270
Item nr.
| Production | France, 1962.
Price was FF159. |
|---|---|
| Bands | LW, MW. |
| Cabinet | Plastic. Size 22x14x5.5 cm. Weight 900 gr. |
| Power | Batt 2x4.5V (or 9V), 10-15mA. |
| Documents | Schema (from inside sticker), DocTSF, Rmorg, Ad, Slide deck. |
RadioMuseum mentions Clarville as an export brand for Arel. The radios were actually produced by Sonolor.
The French design is clearly recognizable, for example from the antenna plug and the use of flat 4.5V batteries. Those batteries were very popular in France; there was a special term Lampe de poche for flash lights with this type, while une torche meant a cylindrical lamp with C or D batteries. This radio also uses the center voltage of the two batteries, as you can see from the schema, which makes it a challenge to supply the radio from a 9V battery or adapter. While the use of wavelength-linear tuning capacitors was common, this tuning cap looks rather circular so it is closer to capacity-linear. Perhaps this was to save space. I computed the dial layout for capacity linear and wavelength linear tuning, and found that the capacity linear model is closest to the actual tuning.
The dial markings for MW (PO in French) are just numerals, to be read as x100kHz, while the Long Wave (GO) has no numbers but just four station names. Of the four stations listed on the LW dial, three were still operational in 2020: France1 on 162kHz carries no sound but still transmits time signals, BBC still works but now on 198kHz, and RTL Luxemburg on 234kHz was still crystal clear all over Western Europe. In 2025, RTL was also gone.
| Obtained | 2/2006 from Karin Lampen; sn=0656751. |
|---|---|
| Condition | 8; crack in dial, otherwise neat and complete. Modified for 9V battery. |
| Value (est.) | 10€. |
| Sound sample | PLAY SOUND French song: in your nose there is a little hole. |
Inside picture, showing the (empty) Philips batteries that were inside when I got the radio. The battery compartment has only three contacts. The long stripe of one battery must be folded over to share the contact with the short strip of the other one.
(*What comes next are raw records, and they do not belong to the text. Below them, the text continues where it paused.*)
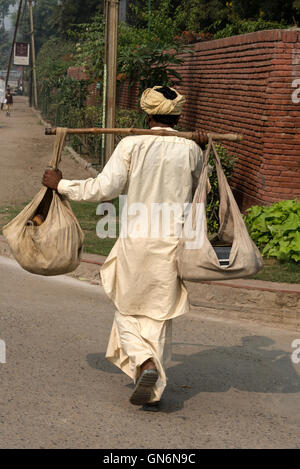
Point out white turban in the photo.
[140,86,185,116]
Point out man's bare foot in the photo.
[129,358,158,405]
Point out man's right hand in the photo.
[197,130,208,150]
[42,169,62,190]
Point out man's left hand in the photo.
[42,169,62,190]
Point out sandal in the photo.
[129,368,158,405]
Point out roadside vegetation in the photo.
[0,0,300,283]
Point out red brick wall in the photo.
[119,30,300,209]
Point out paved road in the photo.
[0,257,300,448]
[0,96,90,207]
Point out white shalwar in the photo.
[58,127,203,401]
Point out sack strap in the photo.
[49,127,68,169]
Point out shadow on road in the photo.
[87,336,300,413]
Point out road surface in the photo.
[0,257,300,449]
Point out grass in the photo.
[0,202,300,283]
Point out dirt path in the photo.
[0,96,90,206]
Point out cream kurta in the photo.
[58,127,203,321]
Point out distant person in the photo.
[5,88,14,117]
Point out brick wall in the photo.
[118,30,300,210]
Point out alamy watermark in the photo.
[96,195,206,249]
[0,340,6,364]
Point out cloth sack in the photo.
[176,139,263,282]
[3,128,84,275]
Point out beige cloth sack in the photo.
[176,139,263,282]
[3,128,84,275]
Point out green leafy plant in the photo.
[245,200,300,262]
[206,144,236,234]
[118,41,190,95]
[211,18,287,39]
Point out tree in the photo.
[52,0,104,36]
[0,0,16,30]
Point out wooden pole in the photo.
[28,0,38,108]
[45,127,243,142]
[103,0,119,164]
[101,0,108,168]
[5,0,23,92]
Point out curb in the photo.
[31,108,99,177]
[0,235,300,295]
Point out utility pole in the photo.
[103,0,119,164]
[28,0,38,108]
[5,0,23,91]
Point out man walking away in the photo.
[43,86,208,411]
[5,88,13,117]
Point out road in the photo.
[0,257,300,449]
[0,96,90,207]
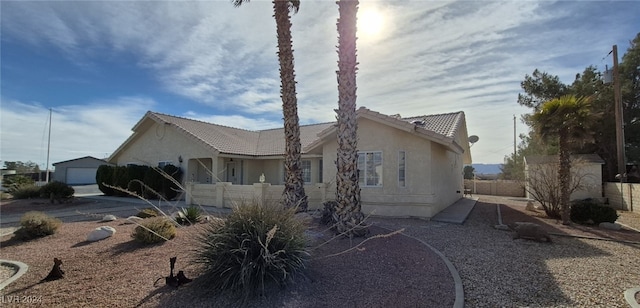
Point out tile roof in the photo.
[147,111,334,156]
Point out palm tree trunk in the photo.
[336,0,366,235]
[558,129,571,225]
[273,0,308,210]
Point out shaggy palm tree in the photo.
[334,0,367,236]
[233,0,308,210]
[531,95,597,225]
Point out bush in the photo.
[571,199,618,224]
[40,181,76,201]
[2,175,35,194]
[193,204,309,298]
[11,185,40,199]
[176,205,202,225]
[136,208,160,218]
[14,211,62,241]
[131,217,176,244]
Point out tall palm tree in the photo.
[334,0,367,236]
[531,95,597,225]
[233,0,308,210]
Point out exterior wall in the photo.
[464,180,525,197]
[322,119,463,218]
[604,182,640,213]
[186,182,335,210]
[113,123,218,182]
[52,157,110,184]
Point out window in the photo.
[358,151,382,187]
[398,151,406,187]
[282,160,311,184]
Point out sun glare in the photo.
[358,9,384,37]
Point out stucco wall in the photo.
[323,119,463,218]
[52,157,110,184]
[115,123,216,168]
[604,182,640,213]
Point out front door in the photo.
[227,162,238,184]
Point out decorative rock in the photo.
[87,226,116,242]
[102,214,118,222]
[598,222,622,230]
[123,216,142,225]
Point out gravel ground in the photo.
[376,197,640,307]
[0,197,640,307]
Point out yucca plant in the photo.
[193,203,309,299]
[176,205,202,225]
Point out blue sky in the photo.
[0,0,640,168]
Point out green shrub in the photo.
[14,211,62,241]
[40,181,76,199]
[11,185,40,199]
[176,205,202,225]
[2,175,36,194]
[131,217,176,244]
[571,199,618,224]
[136,208,160,218]
[591,206,618,225]
[193,204,309,298]
[96,165,115,196]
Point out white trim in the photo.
[398,150,407,188]
[358,150,384,187]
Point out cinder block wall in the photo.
[464,180,525,197]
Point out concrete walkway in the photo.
[431,197,478,225]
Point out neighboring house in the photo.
[108,107,471,218]
[524,154,604,200]
[52,156,111,185]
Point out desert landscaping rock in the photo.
[87,226,116,242]
[102,214,118,222]
[598,222,622,230]
[124,216,142,225]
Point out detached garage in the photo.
[53,156,113,185]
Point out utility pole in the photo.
[44,108,53,183]
[613,45,627,178]
[513,114,516,163]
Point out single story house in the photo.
[108,107,471,218]
[524,154,604,200]
[52,156,111,185]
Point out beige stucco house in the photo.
[53,156,110,185]
[108,107,471,218]
[524,154,604,200]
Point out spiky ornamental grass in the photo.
[193,203,309,299]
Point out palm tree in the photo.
[334,0,367,236]
[233,0,308,210]
[531,95,597,225]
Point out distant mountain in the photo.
[471,164,502,174]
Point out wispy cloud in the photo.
[0,97,155,168]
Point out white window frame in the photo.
[398,151,407,188]
[358,151,384,187]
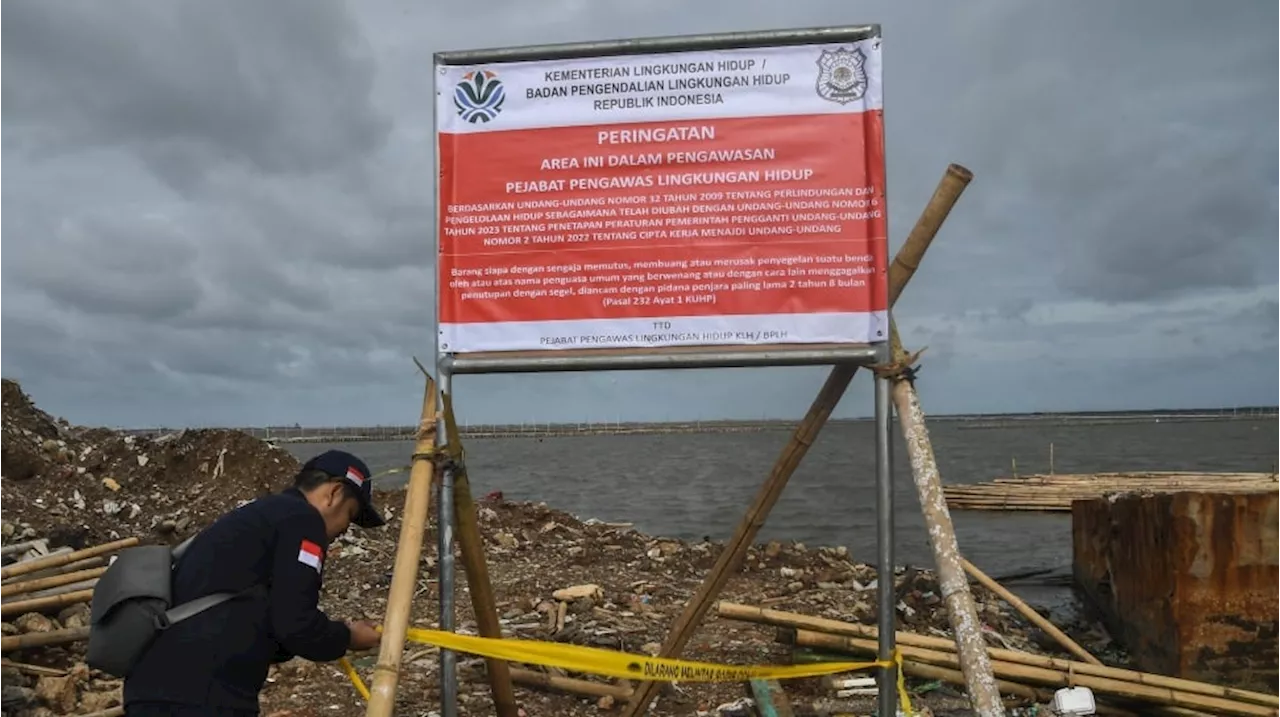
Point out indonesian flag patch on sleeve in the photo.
[298,540,324,572]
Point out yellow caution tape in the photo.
[338,657,369,702]
[342,627,915,717]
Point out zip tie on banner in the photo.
[339,627,915,717]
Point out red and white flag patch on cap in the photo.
[298,540,324,572]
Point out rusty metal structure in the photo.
[1071,490,1280,694]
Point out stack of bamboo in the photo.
[0,538,138,653]
[717,602,1280,717]
[942,471,1280,511]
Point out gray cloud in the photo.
[0,0,1280,424]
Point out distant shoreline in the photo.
[123,407,1280,443]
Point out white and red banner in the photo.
[436,37,888,353]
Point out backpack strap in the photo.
[156,585,266,630]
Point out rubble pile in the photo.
[0,382,1106,717]
[0,379,298,548]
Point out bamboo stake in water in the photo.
[960,557,1102,665]
[623,164,973,717]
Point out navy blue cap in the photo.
[302,451,387,528]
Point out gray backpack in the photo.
[84,538,265,677]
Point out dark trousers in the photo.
[124,702,259,717]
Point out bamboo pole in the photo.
[0,540,42,556]
[0,567,106,598]
[365,375,438,717]
[623,164,973,717]
[0,627,88,652]
[888,323,1005,717]
[504,663,631,700]
[717,602,1280,708]
[795,630,1276,717]
[0,538,138,580]
[960,556,1102,665]
[0,590,93,616]
[444,393,519,717]
[23,579,97,600]
[0,545,72,585]
[902,659,1139,717]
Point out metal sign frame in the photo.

The use of flat 4.5V batteries (type 3R12) is a bit problematic because the get harder to obtain, and are quite expensive. The PP8 connects the speaker to the center of the power supply, but appearently, this connection is not supposed to carry DC. So I connected a capacitor (of 470uF) between the center and plus connector, and now the radio plays fine on a 9V block battery.